How to run multiple jobs in one Sparkcontext from separate threads in PySpark?

Question

It is understood from Spark documentation about Scheduling Within an Application:

Inside a given Spark application (SparkContext instance), multiple parallel jobs can run simultaneously if they were submitted from separate threads. By “job”, in this section, we mean a Spark action (e.g. save, collect) and any tasks that need to run to evaluate that action. Spark’s scheduler is fully thread-safe and supports this use case to enable applications that serve multiple requests (e.g. queries for multiple users)."

I could found few example code of the same in Scala and Java. Can somebody give an example of how this can be implemented using PySpark?

Ever get an answer here?

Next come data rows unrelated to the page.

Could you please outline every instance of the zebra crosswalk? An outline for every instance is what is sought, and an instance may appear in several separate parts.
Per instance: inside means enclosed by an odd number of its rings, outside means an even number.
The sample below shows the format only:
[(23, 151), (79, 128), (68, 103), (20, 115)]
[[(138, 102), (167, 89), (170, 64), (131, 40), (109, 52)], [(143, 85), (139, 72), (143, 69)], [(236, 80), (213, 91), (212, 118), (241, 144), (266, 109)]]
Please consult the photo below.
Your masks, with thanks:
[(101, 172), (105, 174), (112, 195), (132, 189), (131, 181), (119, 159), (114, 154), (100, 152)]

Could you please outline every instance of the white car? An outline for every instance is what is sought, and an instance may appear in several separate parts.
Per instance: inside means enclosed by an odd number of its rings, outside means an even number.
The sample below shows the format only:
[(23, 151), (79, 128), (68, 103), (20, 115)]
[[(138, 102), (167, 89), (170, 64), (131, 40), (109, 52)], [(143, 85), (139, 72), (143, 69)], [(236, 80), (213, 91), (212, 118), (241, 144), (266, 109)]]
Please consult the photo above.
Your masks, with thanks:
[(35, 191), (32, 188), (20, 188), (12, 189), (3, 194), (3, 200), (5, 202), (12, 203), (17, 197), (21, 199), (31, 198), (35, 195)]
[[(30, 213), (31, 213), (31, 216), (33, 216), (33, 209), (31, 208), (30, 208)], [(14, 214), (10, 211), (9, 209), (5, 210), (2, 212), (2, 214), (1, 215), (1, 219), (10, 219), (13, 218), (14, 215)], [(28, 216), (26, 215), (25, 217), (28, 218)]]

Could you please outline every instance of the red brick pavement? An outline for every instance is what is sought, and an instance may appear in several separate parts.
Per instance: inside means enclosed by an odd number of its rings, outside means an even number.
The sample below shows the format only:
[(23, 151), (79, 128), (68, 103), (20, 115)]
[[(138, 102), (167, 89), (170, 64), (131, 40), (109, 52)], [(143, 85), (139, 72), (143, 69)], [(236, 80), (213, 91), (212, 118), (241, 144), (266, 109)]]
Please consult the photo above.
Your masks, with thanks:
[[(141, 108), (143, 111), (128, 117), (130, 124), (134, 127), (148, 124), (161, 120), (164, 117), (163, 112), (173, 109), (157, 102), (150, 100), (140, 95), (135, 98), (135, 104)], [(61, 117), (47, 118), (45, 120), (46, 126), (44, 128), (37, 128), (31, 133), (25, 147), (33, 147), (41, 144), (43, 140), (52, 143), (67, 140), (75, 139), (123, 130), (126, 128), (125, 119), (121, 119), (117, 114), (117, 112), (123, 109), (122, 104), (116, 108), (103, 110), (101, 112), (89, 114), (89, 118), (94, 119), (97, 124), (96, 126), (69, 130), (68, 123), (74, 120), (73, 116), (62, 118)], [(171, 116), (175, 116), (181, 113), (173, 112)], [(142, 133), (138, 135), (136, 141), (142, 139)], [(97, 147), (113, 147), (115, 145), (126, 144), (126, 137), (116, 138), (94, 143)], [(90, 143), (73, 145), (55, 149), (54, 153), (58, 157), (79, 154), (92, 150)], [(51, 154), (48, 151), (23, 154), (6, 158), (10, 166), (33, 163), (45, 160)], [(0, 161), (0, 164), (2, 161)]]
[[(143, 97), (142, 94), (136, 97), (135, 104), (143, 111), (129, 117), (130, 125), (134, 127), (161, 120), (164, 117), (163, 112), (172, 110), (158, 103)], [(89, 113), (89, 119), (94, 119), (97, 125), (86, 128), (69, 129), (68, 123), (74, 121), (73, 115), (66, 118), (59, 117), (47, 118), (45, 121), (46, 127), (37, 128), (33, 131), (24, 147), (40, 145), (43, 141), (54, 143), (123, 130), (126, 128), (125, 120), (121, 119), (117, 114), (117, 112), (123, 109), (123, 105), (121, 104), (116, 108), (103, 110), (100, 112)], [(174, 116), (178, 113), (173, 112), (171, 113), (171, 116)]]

I'm trying to do the same thing and thinking it's actually impossible until better locking is added to `SparkContext`s. — Mike Sukmanowsky, Aug 20 '15 at 13:50
@MikeSukmanowsky what do you mean ? This piece of doc does not talk about a specific Spark API, it just seems to work for all of them. The actual code which runs when using any of the APIs is the Scala code, and some interface code for Java and Python. — Dici, Sep 18 '15 at 13:25

score 25 · Answer 1 · edited Sep 28 '17 at 07:05

I was running into the same issue, so I created a tiny self-contained example. I create multiple threads using python's threading module and submit multiple spark jobs simultaneously.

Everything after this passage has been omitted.